Le jour annoncé pour l’assassinat d’Adamsberg au soir s’écoula dans une alternance de tension extrême et de travail censé la dissiper. Tous les médias, régionaux comme locaux, se faisaient l’écho des deux attentats contre le commissaire et, hormis quelques-uns, tous s’étonnaient du peu de gravité de ces premières blessures et posaient l’hypothèse d’une éventuelle pression pour obtenir la libération des détenus. Et donc de la mort d’Adamsberg si le ministère n’obtempérait pas. Un possible cas de figure que la majorité des journalistes dénonçait avec fermeté.
Adamsberg surveillait son portable depuis son lit et non seulement le gouvernement ne pliait pas, mais il n’avait pas même reçu un message d’encouragement. « Là-haut », ils se terraient comme des pleutres, ce qui ne l’étonnait en rien. Toute l’équipe de Matthieu était à Rennes, occupée à mettre en bon ordre les interrogatoires et à ranger les pièces à conviction saisies dans des boîtes, elles-mêmes placées dans le coffre du commissariat. Seul Adamsberg paraissait d’une humeur égale et Matthieu relisait souvent son message matinal :
Les gardes du corps, armés de leurs nouveaux boucliers, partirent pour Rennes chercher Adamsberg à l’hôpital en fin d’après-midi pour le conduire à l’auberge, qui leur semblait un endroit sûr. Les deux équipes de Matthieu et d’Adamsberg attendaient déjà dans la rue, tâchant de bavarder pour apaiser l’angoisse montante. Retancourt ne tentait pas même de parler. Elle émettait ce même grondement guttural tel un lion se préparant à l’attaque. Avant de faire entrer le commissaire chez Johan, on avait procédé à une fouille longue et approfondie des lieux pour s’assurer que nul n’y était resté camouflé après le déjeuner.
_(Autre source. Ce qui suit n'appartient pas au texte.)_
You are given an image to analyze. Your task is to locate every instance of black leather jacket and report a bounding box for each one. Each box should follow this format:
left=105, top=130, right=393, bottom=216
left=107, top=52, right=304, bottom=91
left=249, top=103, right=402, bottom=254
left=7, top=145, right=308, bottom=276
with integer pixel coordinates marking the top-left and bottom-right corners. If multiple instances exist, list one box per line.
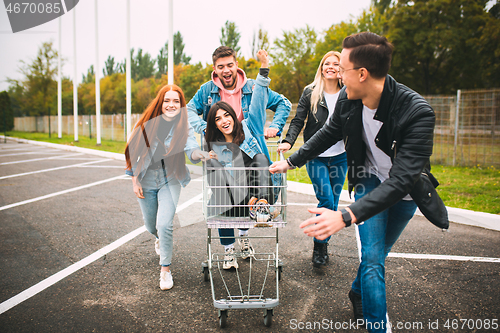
left=290, top=75, right=449, bottom=229
left=283, top=88, right=329, bottom=147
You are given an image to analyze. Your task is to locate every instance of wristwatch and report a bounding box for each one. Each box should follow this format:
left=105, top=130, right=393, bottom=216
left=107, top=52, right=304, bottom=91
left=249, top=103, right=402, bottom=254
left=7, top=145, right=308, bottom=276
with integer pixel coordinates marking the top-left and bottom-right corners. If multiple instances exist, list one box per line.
left=340, top=209, right=352, bottom=227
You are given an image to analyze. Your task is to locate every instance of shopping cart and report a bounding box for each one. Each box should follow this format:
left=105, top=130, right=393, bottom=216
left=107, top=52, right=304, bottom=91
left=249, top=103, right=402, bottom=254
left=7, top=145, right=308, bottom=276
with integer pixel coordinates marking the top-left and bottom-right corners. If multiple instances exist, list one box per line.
left=202, top=141, right=287, bottom=327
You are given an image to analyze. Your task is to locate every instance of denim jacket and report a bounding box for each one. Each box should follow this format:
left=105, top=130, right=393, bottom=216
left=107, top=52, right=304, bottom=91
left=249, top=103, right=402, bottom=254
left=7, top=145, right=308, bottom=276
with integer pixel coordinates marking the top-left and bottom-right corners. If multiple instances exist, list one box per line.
left=125, top=120, right=200, bottom=187
left=187, top=69, right=292, bottom=133
left=208, top=74, right=271, bottom=163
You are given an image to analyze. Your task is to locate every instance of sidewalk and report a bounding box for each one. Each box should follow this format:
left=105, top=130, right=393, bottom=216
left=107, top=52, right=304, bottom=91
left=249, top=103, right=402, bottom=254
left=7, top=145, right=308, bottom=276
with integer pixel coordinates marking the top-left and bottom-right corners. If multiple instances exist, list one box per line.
left=4, top=135, right=500, bottom=231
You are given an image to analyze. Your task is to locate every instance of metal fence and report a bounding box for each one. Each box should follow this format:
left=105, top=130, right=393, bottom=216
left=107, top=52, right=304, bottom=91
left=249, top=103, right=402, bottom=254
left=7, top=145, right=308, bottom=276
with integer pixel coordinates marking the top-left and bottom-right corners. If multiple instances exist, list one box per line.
left=14, top=89, right=500, bottom=167
left=424, top=89, right=500, bottom=167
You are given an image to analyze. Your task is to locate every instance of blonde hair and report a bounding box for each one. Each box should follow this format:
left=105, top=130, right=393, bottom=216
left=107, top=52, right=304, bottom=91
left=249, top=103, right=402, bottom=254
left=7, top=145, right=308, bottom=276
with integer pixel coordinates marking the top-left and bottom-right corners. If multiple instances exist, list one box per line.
left=306, top=51, right=342, bottom=114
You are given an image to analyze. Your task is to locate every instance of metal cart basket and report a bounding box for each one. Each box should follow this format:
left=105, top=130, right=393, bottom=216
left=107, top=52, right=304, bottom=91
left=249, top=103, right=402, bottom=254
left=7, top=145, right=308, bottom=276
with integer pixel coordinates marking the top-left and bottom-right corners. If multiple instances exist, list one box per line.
left=202, top=141, right=287, bottom=327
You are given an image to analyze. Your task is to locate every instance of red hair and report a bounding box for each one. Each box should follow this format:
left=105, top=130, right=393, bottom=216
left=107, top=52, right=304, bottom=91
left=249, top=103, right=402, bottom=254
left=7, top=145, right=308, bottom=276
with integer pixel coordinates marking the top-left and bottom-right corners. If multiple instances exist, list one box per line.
left=125, top=84, right=189, bottom=180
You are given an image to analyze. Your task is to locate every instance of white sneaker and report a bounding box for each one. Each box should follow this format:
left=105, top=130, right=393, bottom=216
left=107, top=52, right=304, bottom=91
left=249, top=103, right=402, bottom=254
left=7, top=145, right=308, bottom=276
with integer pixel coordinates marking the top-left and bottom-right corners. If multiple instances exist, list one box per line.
left=155, top=238, right=160, bottom=255
left=160, top=271, right=174, bottom=290
left=238, top=238, right=255, bottom=259
left=222, top=248, right=238, bottom=269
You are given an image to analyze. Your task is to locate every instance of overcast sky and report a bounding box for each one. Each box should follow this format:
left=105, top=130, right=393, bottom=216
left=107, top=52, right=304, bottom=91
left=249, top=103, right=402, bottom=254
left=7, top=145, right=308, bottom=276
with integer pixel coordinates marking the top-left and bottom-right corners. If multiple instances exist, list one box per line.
left=0, top=0, right=371, bottom=91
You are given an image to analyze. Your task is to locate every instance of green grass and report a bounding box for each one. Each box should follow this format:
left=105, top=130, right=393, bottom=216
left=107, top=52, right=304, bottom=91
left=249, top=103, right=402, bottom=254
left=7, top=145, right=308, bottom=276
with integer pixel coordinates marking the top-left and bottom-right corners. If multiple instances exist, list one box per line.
left=7, top=132, right=500, bottom=214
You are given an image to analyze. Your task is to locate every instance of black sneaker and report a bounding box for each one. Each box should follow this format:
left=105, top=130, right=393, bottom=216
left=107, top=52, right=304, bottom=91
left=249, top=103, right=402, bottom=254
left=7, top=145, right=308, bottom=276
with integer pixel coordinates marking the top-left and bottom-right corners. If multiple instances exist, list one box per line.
left=312, top=242, right=329, bottom=267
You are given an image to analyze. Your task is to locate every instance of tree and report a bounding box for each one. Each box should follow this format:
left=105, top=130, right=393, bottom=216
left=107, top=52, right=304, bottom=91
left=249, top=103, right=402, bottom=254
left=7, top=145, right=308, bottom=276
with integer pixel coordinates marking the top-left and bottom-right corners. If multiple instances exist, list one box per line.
left=314, top=6, right=387, bottom=58
left=0, top=91, right=14, bottom=132
left=174, top=31, right=191, bottom=65
left=219, top=21, right=241, bottom=56
left=271, top=25, right=318, bottom=102
left=387, top=0, right=492, bottom=94
left=102, top=56, right=122, bottom=76
left=156, top=31, right=191, bottom=79
left=176, top=62, right=212, bottom=101
left=100, top=73, right=126, bottom=114
left=82, top=65, right=95, bottom=83
left=250, top=27, right=269, bottom=58
left=156, top=46, right=168, bottom=79
left=131, top=49, right=155, bottom=81
left=8, top=42, right=58, bottom=116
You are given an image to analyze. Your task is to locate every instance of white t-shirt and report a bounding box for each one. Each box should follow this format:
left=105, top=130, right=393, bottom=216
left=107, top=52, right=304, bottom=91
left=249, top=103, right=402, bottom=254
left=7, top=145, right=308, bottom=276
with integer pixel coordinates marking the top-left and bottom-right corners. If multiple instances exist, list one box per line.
left=363, top=105, right=412, bottom=200
left=318, top=91, right=345, bottom=157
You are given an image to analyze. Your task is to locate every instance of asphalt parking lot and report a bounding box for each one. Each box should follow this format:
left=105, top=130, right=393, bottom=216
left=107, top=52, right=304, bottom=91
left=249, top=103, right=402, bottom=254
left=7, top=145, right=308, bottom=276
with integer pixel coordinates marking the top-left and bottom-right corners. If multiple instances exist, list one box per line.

Johan avait fermé ses lourds volets de chêne, bouclé la porte arrière du cellier, porte qu’il avait fait blinder pour protéger ses précieuses bouteilles, et qui satisfaisait pleinement les gardes du corps. Une fois l’espace déclaré « hors risques », on gara l’ambulance devant la porte et les gardes formèrent avec leurs boucliers une sorte de court et étroit tunnel par où devait passer le commissaire pour entrer dans l’établissement.
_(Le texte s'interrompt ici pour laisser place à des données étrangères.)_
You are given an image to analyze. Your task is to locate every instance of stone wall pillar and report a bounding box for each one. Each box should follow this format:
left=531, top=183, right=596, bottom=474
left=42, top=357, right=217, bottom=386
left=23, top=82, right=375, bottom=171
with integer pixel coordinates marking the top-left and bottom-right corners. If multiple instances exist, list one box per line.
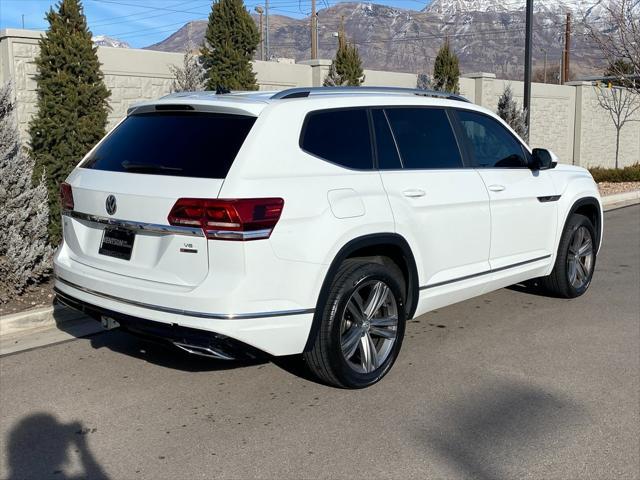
left=565, top=82, right=593, bottom=165
left=462, top=72, right=496, bottom=107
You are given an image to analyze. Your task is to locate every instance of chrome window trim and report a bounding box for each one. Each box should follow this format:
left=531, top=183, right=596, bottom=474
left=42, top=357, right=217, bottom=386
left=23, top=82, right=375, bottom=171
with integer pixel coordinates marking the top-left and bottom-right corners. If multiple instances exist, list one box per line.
left=62, top=210, right=204, bottom=237
left=54, top=275, right=315, bottom=320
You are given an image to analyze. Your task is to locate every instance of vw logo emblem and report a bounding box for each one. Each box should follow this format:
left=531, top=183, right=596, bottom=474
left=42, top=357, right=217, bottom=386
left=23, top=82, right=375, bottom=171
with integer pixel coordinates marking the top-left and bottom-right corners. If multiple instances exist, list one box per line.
left=104, top=195, right=118, bottom=215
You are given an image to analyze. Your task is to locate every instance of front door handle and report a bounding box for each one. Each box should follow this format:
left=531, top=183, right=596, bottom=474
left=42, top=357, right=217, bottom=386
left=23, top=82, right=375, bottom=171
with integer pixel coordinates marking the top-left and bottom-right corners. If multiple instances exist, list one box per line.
left=402, top=188, right=427, bottom=198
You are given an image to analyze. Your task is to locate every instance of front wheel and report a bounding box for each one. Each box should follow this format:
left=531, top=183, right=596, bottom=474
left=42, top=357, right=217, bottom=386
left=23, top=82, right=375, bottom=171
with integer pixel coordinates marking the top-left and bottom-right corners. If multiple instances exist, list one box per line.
left=304, top=260, right=405, bottom=388
left=543, top=214, right=596, bottom=298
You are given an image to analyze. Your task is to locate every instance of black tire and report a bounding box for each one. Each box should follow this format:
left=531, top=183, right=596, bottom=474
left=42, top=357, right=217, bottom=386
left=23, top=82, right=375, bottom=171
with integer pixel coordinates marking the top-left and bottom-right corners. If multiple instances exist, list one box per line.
left=304, top=259, right=406, bottom=389
left=541, top=214, right=597, bottom=298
Johan, qui avait pris le temps d’aller prier son invisible hirondelle, lui avait préparé une chaise confortable et placé sous la table un tabouret muni d’un coussin pour qu’il puisse y poser sa jambe.
— Si je comprends bien, dit Adamsberg avant de quitter la voiture, on change de technique ?
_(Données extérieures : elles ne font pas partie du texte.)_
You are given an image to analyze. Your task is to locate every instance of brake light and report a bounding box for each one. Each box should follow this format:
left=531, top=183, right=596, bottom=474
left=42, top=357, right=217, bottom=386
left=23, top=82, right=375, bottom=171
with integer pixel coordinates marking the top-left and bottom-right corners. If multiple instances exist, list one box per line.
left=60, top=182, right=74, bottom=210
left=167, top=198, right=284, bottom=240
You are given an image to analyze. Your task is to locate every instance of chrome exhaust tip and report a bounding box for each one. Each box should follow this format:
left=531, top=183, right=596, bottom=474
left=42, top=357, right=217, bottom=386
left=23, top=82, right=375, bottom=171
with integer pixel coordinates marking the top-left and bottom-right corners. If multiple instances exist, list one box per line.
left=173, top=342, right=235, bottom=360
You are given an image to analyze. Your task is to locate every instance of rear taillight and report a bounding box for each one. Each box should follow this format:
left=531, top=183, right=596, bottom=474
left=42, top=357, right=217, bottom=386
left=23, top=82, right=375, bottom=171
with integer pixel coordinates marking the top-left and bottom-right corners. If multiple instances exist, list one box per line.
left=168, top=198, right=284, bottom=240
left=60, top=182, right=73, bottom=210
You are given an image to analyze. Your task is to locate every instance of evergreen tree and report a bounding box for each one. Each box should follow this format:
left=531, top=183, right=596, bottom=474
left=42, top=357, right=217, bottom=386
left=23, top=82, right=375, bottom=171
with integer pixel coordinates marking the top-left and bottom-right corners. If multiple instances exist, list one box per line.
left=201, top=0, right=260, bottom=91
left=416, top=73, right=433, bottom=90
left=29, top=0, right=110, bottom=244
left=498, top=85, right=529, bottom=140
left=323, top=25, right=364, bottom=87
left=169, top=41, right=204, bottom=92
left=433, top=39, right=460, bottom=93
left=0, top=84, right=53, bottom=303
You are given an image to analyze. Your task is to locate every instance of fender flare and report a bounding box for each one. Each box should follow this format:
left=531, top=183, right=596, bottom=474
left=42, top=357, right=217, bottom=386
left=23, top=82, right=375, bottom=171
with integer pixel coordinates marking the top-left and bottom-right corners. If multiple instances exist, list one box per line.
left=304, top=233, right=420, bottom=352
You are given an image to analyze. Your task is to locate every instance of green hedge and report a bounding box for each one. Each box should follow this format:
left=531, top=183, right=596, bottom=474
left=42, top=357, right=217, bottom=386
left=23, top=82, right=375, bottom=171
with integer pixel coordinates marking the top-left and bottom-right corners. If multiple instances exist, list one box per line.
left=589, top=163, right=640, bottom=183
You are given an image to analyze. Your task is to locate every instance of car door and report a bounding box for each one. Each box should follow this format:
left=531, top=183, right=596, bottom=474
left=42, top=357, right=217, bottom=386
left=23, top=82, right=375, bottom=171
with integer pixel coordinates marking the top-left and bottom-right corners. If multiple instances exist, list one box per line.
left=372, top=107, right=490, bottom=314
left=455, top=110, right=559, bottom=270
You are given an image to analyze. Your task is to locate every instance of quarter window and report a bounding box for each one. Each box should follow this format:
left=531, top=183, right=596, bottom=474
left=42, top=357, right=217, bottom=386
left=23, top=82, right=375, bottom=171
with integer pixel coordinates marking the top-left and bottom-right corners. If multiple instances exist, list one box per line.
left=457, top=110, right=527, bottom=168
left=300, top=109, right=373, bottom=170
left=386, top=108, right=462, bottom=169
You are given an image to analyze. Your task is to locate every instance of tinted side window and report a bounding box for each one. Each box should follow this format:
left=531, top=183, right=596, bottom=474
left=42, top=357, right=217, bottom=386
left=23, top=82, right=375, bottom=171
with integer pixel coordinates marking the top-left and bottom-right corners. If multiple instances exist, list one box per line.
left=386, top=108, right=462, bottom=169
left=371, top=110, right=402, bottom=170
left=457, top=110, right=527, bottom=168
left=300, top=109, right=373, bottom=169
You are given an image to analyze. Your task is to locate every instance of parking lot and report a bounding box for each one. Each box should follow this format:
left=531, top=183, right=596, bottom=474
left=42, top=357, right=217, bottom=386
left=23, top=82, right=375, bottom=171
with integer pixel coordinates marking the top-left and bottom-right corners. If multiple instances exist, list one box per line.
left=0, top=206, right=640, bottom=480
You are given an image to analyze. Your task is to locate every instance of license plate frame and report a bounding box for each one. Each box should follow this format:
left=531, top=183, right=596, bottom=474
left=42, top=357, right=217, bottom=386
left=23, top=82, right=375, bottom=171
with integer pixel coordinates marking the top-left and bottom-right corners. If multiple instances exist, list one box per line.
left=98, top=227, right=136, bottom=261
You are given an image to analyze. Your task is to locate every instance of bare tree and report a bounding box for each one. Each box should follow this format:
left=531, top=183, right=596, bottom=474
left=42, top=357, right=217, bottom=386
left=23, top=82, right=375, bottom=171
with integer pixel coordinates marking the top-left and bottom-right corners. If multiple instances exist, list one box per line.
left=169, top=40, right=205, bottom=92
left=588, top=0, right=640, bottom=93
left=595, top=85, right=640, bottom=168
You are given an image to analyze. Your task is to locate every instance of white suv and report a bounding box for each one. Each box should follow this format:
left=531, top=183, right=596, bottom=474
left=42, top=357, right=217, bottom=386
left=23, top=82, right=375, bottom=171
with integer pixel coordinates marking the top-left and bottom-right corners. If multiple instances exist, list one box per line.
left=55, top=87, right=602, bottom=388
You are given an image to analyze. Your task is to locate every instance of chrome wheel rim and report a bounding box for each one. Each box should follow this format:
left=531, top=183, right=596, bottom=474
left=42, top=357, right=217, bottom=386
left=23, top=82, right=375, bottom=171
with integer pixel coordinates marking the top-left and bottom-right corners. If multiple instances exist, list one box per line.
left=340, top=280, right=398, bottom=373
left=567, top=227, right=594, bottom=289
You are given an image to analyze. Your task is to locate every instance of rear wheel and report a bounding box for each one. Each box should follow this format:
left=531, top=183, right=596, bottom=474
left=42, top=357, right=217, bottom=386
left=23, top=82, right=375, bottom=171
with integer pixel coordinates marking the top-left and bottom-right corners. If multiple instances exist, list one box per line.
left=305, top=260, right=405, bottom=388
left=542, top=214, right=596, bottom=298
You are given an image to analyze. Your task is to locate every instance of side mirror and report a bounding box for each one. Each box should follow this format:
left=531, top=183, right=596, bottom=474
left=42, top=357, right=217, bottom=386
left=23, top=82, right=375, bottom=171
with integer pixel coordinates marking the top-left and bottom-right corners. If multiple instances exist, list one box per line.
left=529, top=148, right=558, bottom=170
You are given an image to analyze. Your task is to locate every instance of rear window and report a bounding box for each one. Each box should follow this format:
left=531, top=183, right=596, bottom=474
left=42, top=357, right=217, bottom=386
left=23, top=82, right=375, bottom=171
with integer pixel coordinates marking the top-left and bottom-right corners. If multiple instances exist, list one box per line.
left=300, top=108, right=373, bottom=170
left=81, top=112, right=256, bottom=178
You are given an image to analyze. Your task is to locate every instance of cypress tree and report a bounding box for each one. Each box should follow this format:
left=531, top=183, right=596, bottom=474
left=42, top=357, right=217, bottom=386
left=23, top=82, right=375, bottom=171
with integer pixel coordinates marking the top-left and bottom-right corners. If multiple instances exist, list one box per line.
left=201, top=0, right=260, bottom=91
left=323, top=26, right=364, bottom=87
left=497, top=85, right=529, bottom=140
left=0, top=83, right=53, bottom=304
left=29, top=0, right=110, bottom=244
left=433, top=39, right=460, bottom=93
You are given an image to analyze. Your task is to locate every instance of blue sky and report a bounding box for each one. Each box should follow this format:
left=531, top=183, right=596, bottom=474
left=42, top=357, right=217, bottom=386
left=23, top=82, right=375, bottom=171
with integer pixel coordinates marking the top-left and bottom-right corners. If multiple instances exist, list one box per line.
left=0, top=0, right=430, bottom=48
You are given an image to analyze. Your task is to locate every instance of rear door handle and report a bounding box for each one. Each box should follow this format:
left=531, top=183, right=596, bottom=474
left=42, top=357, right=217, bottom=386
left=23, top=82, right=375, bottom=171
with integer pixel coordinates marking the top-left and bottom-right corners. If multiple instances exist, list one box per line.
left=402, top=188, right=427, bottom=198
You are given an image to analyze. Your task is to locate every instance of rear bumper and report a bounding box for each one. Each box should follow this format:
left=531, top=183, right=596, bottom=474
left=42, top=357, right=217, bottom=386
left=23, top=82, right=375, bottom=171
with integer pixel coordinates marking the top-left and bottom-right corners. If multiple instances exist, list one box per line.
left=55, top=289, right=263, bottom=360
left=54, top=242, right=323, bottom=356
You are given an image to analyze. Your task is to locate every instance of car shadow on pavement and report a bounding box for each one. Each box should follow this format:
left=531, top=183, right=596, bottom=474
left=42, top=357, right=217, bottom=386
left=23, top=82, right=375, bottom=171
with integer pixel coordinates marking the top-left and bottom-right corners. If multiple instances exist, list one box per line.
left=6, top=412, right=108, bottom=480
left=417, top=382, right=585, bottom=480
— Oui, dit Matthieu, et crois-moi si tu veux, j’ai eu du mal à obtenir ces boucliers balistiques. Larges, longs, heureusement que les gars sont costauds cars ils pèsent dans les dix kilos. Avec eux, on va pouvoir travailler à l’ancienne, à la romaine.
— Explique, dit Adamsberg.
— Les Gaulois avaient inventé une intelligente parade défensive pour faire progresser leurs hommes en dépit des pluies de flèches de l’ennemi. Regroupés et serrés en carrés, les guerriers tenaient chacun au-dessus de leur tête un large bouclier, tout en maintenant les autres boucliers sur les flancs, à l’avant et à l’arrière. Cette technique fut abondamment reprise par les Romains et prit le nom de formation en carapace ou plus généralement de « formation en tortue ».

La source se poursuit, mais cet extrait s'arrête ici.